Althea and Ben McKeown

To them, caring is personal—Althea and Ben’s story

Althea and Ben McKeown’s desire to see children remain in their communities and stay connected with their culture has cemented their roles as foster carers for over a decade now.

The couple from Horn Island are passionate about working with children and treating the kids they come across as they would with their own family.

Horn Island is a small island located in the Torres Strait where most of the residents are families who enjoy warm tropical weather for most of the year. Surrounded by reefs, the island is a haven for water-related activities such as reef walking, boating, fishing, crabbing — all of which are essential to daily life in the local community and maintaining the island’s cultural identity.

The kids from the community would always come over to play with Althea and Ben’s children, and their yard would quickly fill up for sleepovers and camp outs, so it was a natural choice for the couple to become foster carers.

“Back in the days when I first owned a boat, we had all of the kids come around, so every weekend was full on taking the kids out fishing, out to the mangroves crabbing, bringing all our catch back home and cooking it for them. It was always full on but enjoyable,” says Ben.

 “I remember having a conversation with Althea. She came home one afternoon, sat down, asked if I was interested, and we were always around kids so yeah, why not, we'll give it a go,” recalls Ben.

“Once we’d made the decision, it’s been there ever since. We’re still caring for kids.”

 “The majority of residents are families here and whenever there’s an event on the island, everybody gets together, so spiritually, it’s a good community,” says Ben.

“It’s the same on all the other islands. If one family is in need, we all go out of our way to try and help so we keep that relationship close within our community.”

Most of the children that come into Althea and Ben’s care are not from their community. They're from either one of the other islands or they're coming back to community. This is why the couple are very dedicated to enhancing the child’s own cultural identity. For Althea and Ben, it is important for them to identify who they are as a Torres Strait Islander.

“When a child comes into our care, we make them feel comfortable by introducing ourselves. If I know the child and if there's a family connection there we just let them know that I'm Auntie and Ben is Uncle or ‘sissy’ and ‘bala’ for ‘brother and sister’,” says Althea.

Then it's straight down to the beach for water activities, including showing them what can and can’t be eaten, and bringing all of the catch back home and cooking it with them.

“To see kids come back to community and their faces light up when they jump in the tinnie and go out in the boat. They are really excited to be immersed in their culture and enjoy it. Some want to come back and live up here, but it’s just a matter of having more carers,” says Althea.

“I feel empathy for children who can’t remain with their own families up here.”

“It takes the whole community to grow up a child so we look after all the children in our community.
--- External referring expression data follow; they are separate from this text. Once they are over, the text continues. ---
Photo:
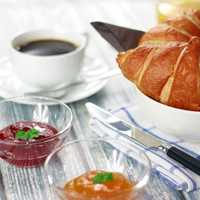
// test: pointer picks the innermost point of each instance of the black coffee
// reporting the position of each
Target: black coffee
(47, 47)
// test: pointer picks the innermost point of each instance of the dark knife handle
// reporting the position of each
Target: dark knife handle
(185, 159)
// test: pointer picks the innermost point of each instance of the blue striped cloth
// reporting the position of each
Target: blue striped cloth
(173, 173)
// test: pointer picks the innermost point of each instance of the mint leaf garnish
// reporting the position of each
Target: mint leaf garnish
(102, 177)
(27, 135)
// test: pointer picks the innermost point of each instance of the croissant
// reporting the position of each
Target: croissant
(166, 64)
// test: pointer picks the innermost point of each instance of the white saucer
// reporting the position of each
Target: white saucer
(11, 86)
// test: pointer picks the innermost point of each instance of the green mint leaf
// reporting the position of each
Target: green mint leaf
(21, 135)
(102, 177)
(32, 133)
(27, 135)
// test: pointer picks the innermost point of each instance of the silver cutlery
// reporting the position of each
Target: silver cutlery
(147, 140)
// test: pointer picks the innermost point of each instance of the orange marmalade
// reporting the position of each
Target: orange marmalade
(99, 185)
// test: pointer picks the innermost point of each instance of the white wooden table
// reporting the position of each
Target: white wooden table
(20, 15)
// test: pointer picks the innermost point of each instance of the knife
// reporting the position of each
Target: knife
(121, 38)
(147, 140)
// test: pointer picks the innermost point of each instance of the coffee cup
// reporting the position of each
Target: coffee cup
(53, 70)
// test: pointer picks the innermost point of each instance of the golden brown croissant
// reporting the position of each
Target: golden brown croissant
(166, 64)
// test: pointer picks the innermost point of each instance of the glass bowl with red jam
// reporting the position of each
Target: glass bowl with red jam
(31, 128)
(97, 169)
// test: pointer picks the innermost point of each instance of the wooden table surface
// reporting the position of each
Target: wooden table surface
(20, 15)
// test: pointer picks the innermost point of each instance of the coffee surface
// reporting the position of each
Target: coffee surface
(47, 47)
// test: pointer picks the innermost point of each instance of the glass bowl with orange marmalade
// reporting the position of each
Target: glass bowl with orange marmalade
(97, 169)
(172, 8)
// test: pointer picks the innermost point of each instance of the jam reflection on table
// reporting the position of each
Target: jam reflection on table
(99, 185)
(27, 151)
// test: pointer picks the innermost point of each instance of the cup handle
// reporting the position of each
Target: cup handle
(86, 35)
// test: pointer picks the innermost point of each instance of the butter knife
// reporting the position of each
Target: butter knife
(147, 140)
(121, 38)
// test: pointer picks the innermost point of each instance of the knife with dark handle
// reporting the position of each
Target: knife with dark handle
(145, 139)
(117, 36)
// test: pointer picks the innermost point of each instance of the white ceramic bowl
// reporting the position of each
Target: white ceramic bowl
(48, 72)
(180, 123)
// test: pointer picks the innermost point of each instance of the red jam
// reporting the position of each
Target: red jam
(84, 188)
(27, 153)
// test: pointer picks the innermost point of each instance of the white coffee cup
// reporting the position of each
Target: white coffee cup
(52, 71)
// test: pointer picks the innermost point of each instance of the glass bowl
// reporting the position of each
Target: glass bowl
(78, 157)
(35, 109)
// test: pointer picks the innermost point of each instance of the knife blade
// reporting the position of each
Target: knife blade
(121, 38)
(146, 140)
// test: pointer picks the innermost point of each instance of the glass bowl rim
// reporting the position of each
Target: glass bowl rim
(139, 185)
(58, 102)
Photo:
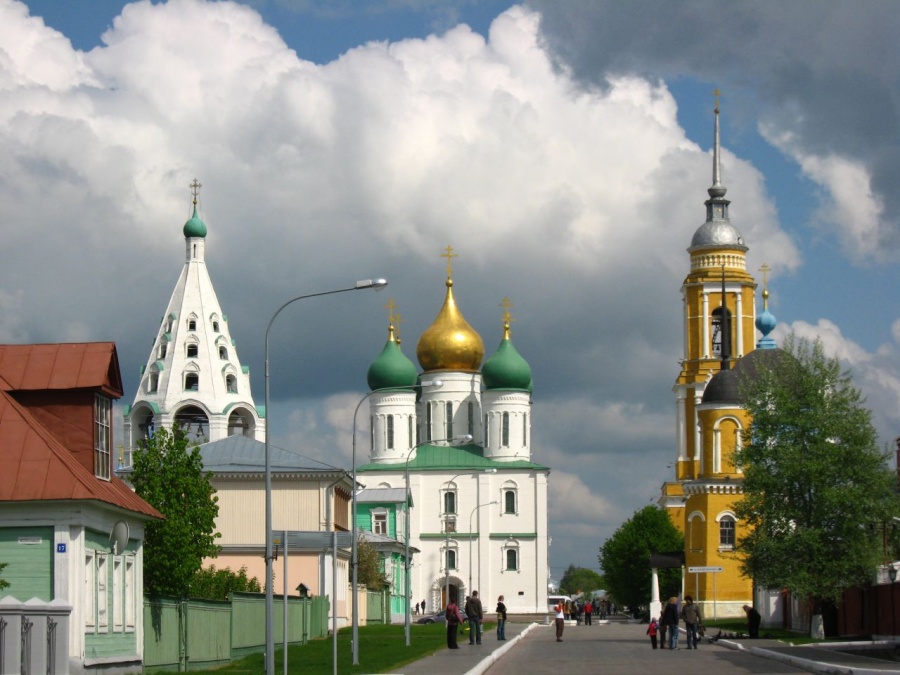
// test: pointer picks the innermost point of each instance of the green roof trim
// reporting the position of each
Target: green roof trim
(456, 457)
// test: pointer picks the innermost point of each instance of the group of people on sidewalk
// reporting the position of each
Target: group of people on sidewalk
(668, 624)
(475, 616)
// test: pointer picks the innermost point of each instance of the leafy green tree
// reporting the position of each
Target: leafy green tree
(577, 579)
(625, 557)
(213, 584)
(815, 480)
(169, 475)
(370, 570)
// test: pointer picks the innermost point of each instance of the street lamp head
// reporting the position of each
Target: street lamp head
(377, 284)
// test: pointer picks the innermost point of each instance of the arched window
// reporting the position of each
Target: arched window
(450, 501)
(512, 559)
(726, 532)
(509, 501)
(451, 559)
(717, 334)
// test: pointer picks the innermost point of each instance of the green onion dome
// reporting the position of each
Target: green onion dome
(195, 227)
(506, 369)
(392, 370)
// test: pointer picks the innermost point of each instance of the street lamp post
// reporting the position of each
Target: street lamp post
(354, 535)
(447, 534)
(479, 538)
(376, 284)
(461, 439)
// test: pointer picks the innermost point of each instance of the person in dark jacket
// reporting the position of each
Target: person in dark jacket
(670, 620)
(453, 621)
(501, 619)
(753, 620)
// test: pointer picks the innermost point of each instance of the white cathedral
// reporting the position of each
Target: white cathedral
(193, 376)
(463, 432)
(479, 506)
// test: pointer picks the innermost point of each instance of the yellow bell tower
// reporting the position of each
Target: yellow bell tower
(719, 319)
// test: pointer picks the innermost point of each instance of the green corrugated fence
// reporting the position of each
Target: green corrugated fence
(182, 635)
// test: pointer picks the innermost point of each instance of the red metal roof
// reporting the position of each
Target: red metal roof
(61, 366)
(36, 466)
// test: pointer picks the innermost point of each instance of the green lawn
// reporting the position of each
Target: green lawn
(382, 649)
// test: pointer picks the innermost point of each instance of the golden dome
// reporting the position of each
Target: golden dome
(450, 343)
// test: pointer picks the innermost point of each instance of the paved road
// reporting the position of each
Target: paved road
(622, 648)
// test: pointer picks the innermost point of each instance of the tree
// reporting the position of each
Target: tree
(578, 579)
(815, 480)
(370, 570)
(214, 584)
(625, 557)
(169, 475)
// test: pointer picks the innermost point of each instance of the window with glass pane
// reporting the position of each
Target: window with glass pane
(102, 436)
(726, 532)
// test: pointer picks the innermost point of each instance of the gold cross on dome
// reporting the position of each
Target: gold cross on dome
(449, 255)
(195, 188)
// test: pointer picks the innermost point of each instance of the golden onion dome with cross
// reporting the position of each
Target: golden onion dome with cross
(450, 343)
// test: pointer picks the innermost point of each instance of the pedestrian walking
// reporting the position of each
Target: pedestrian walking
(475, 614)
(652, 630)
(753, 621)
(692, 620)
(560, 610)
(501, 619)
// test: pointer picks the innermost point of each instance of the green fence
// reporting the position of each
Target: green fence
(182, 635)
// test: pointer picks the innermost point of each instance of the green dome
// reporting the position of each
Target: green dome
(195, 227)
(392, 369)
(506, 369)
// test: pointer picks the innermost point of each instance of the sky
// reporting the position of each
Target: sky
(562, 148)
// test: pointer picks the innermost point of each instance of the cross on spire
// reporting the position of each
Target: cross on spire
(195, 189)
(449, 255)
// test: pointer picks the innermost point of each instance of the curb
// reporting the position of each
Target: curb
(497, 653)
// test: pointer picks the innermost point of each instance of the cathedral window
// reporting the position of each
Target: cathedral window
(102, 436)
(717, 333)
(509, 501)
(512, 559)
(726, 533)
(451, 559)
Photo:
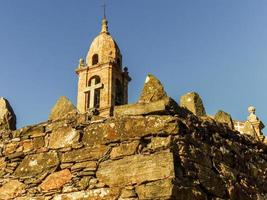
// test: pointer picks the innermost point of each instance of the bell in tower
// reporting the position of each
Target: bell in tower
(102, 82)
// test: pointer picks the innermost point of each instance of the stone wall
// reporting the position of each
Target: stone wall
(179, 156)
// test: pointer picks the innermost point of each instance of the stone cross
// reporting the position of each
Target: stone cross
(92, 88)
(104, 8)
(238, 127)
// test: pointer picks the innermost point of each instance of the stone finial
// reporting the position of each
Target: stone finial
(104, 26)
(225, 118)
(7, 115)
(81, 62)
(62, 107)
(153, 90)
(252, 116)
(193, 103)
(253, 125)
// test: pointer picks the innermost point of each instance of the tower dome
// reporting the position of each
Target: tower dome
(103, 48)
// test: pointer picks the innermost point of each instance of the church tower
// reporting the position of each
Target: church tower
(102, 82)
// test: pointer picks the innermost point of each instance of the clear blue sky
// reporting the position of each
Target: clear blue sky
(215, 47)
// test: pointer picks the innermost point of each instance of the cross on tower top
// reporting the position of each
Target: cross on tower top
(104, 9)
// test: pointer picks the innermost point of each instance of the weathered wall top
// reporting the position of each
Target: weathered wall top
(148, 150)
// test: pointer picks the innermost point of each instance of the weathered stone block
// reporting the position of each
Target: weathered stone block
(136, 169)
(11, 189)
(223, 117)
(56, 180)
(84, 154)
(125, 149)
(159, 142)
(211, 182)
(161, 189)
(88, 165)
(153, 90)
(163, 106)
(62, 107)
(95, 194)
(63, 137)
(37, 165)
(193, 102)
(120, 129)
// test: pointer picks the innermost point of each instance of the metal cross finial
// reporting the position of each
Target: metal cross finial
(104, 8)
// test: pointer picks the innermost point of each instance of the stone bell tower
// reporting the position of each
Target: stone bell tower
(102, 82)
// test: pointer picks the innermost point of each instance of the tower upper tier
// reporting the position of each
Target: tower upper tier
(103, 49)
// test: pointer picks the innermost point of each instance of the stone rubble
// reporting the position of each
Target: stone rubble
(177, 155)
(62, 107)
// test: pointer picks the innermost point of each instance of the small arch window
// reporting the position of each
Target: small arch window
(93, 96)
(119, 62)
(95, 59)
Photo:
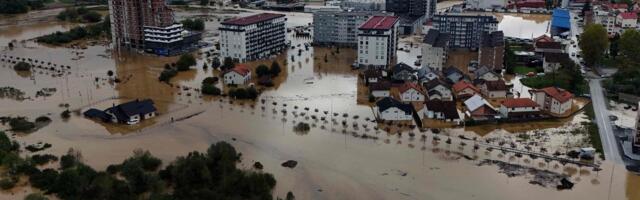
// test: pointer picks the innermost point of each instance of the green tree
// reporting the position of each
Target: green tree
(275, 68)
(262, 70)
(630, 46)
(593, 43)
(228, 63)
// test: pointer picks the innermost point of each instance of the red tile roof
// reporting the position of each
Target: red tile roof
(519, 103)
(380, 22)
(559, 94)
(461, 85)
(240, 69)
(629, 15)
(410, 85)
(242, 21)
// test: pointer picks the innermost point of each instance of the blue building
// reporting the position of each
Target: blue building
(560, 22)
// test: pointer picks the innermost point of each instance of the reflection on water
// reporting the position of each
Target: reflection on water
(335, 161)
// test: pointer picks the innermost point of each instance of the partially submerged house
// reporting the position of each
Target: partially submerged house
(438, 89)
(411, 92)
(553, 100)
(132, 112)
(479, 109)
(380, 89)
(494, 89)
(390, 109)
(441, 110)
(238, 75)
(519, 108)
(463, 90)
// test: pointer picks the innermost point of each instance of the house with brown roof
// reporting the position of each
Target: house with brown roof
(464, 90)
(477, 108)
(494, 89)
(519, 108)
(552, 99)
(380, 89)
(411, 92)
(442, 110)
(238, 75)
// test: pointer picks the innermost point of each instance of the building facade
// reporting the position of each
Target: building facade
(253, 37)
(491, 52)
(129, 17)
(434, 49)
(377, 41)
(465, 30)
(339, 27)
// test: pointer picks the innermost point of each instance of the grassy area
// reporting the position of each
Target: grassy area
(523, 70)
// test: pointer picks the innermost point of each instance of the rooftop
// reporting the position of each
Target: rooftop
(380, 23)
(243, 21)
(436, 39)
(519, 103)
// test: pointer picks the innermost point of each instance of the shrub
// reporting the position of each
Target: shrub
(21, 124)
(262, 70)
(22, 66)
(210, 80)
(210, 89)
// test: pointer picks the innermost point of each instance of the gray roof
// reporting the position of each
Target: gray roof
(436, 39)
(493, 39)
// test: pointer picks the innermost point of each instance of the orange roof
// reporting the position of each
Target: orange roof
(559, 94)
(404, 87)
(461, 85)
(240, 69)
(519, 103)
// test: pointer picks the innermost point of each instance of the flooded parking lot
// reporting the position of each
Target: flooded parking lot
(336, 161)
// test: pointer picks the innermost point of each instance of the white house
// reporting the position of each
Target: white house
(411, 92)
(434, 49)
(380, 89)
(553, 61)
(463, 90)
(239, 75)
(393, 110)
(494, 89)
(519, 108)
(377, 41)
(627, 20)
(438, 89)
(132, 112)
(442, 110)
(553, 100)
(487, 74)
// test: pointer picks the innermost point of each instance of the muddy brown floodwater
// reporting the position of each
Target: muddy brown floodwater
(355, 161)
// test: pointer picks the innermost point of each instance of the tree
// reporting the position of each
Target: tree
(614, 46)
(185, 62)
(215, 63)
(630, 46)
(593, 43)
(228, 63)
(275, 68)
(262, 70)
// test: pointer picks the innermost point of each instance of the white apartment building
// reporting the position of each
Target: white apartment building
(253, 37)
(377, 41)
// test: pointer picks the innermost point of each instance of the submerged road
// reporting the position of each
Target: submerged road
(605, 127)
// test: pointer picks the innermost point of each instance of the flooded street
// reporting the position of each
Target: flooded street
(357, 161)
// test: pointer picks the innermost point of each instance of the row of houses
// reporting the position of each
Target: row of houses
(435, 94)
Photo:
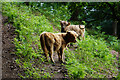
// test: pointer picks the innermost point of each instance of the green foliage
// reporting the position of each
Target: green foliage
(91, 58)
(54, 12)
(28, 27)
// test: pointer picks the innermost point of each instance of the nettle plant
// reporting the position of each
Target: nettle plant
(90, 59)
(28, 29)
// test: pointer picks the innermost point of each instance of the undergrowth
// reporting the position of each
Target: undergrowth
(91, 58)
(28, 28)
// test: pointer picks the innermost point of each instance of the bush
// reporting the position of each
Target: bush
(91, 59)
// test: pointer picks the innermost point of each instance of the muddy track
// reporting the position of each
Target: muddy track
(9, 67)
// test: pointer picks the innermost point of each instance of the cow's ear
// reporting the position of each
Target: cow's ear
(60, 21)
(68, 24)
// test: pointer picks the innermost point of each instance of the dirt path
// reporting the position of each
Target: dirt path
(10, 68)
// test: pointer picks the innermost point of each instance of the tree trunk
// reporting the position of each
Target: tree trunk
(115, 28)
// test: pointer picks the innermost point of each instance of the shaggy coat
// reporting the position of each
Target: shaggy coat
(56, 42)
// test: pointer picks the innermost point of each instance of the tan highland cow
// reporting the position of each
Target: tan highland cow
(51, 42)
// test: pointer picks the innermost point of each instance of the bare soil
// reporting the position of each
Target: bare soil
(10, 68)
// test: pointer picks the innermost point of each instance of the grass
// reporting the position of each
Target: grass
(91, 58)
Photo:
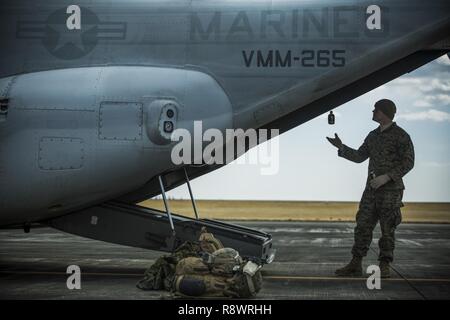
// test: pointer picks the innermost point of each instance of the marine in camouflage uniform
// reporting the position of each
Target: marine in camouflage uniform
(391, 156)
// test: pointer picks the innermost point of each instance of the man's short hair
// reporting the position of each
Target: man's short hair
(387, 107)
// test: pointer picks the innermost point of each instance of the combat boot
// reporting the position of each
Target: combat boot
(354, 268)
(385, 271)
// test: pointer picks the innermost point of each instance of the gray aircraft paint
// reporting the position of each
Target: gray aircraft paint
(84, 106)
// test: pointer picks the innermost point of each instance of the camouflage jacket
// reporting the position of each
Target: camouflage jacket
(391, 152)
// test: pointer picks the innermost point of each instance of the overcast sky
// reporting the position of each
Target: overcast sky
(310, 168)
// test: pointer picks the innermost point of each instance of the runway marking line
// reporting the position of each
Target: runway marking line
(264, 277)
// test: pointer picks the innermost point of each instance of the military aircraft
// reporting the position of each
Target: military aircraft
(90, 92)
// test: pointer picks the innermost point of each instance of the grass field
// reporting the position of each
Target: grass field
(296, 210)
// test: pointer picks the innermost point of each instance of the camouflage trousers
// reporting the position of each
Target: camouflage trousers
(378, 206)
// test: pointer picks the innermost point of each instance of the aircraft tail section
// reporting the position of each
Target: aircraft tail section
(136, 226)
(281, 104)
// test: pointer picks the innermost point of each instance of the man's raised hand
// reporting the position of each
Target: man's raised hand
(336, 141)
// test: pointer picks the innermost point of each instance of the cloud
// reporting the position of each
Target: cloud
(433, 115)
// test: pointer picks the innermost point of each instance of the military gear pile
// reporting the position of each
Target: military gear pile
(206, 269)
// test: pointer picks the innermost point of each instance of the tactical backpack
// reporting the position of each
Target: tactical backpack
(223, 274)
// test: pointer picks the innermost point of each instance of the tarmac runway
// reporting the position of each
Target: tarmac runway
(33, 265)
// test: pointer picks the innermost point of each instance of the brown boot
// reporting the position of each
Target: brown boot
(385, 271)
(354, 268)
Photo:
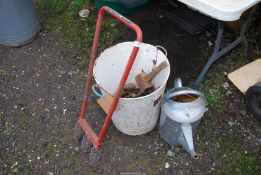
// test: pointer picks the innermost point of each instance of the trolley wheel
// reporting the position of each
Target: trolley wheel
(77, 132)
(253, 100)
(86, 144)
(95, 156)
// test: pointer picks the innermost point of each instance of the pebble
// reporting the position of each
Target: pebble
(230, 123)
(225, 85)
(76, 149)
(243, 112)
(167, 165)
(171, 153)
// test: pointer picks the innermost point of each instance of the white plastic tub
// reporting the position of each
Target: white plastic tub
(224, 10)
(134, 116)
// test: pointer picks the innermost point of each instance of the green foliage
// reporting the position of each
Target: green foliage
(77, 5)
(70, 28)
(235, 161)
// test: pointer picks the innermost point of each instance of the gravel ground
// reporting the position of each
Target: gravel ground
(41, 93)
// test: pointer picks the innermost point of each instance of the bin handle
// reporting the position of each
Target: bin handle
(95, 92)
(163, 49)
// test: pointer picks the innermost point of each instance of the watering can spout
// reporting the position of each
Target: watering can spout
(186, 139)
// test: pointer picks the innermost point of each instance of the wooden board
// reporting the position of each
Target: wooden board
(246, 76)
(106, 102)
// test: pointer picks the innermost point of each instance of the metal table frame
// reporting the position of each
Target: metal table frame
(218, 53)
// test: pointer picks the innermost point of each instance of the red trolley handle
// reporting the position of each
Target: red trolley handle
(132, 57)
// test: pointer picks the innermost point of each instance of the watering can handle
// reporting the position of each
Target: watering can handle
(184, 92)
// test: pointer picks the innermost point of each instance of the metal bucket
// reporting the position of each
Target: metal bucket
(134, 116)
(19, 22)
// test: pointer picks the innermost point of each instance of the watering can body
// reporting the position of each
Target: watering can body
(179, 120)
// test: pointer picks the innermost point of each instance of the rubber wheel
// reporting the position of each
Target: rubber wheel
(253, 100)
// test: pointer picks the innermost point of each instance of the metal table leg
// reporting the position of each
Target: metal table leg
(219, 53)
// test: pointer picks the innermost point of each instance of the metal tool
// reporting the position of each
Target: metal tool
(144, 80)
(82, 126)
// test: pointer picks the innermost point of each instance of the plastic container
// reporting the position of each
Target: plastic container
(134, 116)
(19, 22)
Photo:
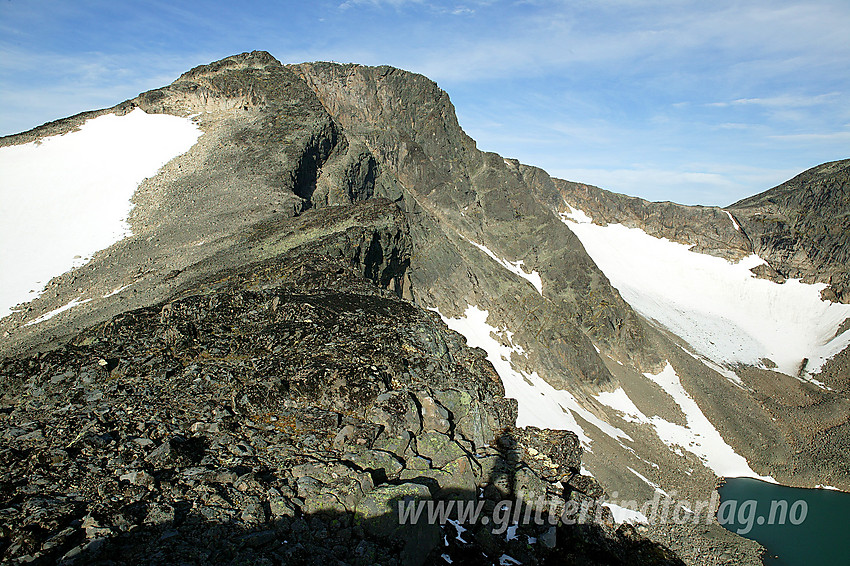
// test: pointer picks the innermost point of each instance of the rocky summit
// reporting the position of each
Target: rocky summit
(335, 325)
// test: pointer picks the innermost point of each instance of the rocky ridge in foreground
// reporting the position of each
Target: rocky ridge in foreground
(278, 417)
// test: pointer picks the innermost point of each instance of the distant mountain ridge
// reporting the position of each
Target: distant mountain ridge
(328, 180)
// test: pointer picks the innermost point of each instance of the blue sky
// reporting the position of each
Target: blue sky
(692, 101)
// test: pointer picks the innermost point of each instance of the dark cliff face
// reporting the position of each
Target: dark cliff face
(264, 388)
(802, 227)
(454, 195)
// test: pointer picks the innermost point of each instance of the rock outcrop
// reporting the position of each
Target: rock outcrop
(279, 414)
(802, 228)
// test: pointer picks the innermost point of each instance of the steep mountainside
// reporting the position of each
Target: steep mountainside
(282, 270)
(802, 227)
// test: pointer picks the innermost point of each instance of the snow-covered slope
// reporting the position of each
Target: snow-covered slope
(721, 309)
(540, 404)
(66, 197)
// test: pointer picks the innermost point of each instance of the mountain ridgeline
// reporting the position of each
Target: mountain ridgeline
(265, 367)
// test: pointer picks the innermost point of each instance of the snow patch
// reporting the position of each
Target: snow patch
(699, 436)
(721, 309)
(647, 481)
(66, 197)
(48, 315)
(540, 404)
(515, 267)
(620, 401)
(732, 218)
(576, 215)
(625, 515)
(115, 291)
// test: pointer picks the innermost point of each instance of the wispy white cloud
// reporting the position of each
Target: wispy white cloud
(814, 137)
(783, 101)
Family is the most important thing and I honestly encourage families to stay connected.”

As a consequence, she is a big advocate for foster or kinship caring and encourages Aboriginal and Torres Strait Islander people to think about becoming carers.

“I like to encourage Aboriginal and Torres Strait families to think about becoming foster or kinship carers so all our pikinini can stay in our community and be connected with culture and their families, extended families so they don’t lose their identity,” says Althea.

“Because many of our children, they've been placed with non-Indigenous families, they lose their culture. Yes they go and participate in NAIDOC activities or festivals but to me, cultural identity, it's just not singing and dancing.

“It's immersing them with other things, walking in their own community, visiting families, doing the stuff the families are doing, fishing, hunting, gathering. Those cultural activities and traditions, those are the things that are embedded in their hearts and heads and they keep it for a lifetime.”

Ben also prefers to see kids kept in their community.

“It’s important for me because for them to identify who they are as a Torres Strait Islander, who they are and where they’re from,” says Ben.

“Our younger generation don't seem to be too interested in what we used to do back in our time, so with my family, I tend to keep that culture rolling, that tradition.”

“It's for the good of the kids. We're all here for the kids. It’s challenging but I enjoy the challenge. It does make me proud knowing that you are helping those in need. I love it,” says Ben.

“I get a sense of satisfaction out of making a difference in a child's life. It’s fun, I love it,” agrees Althea.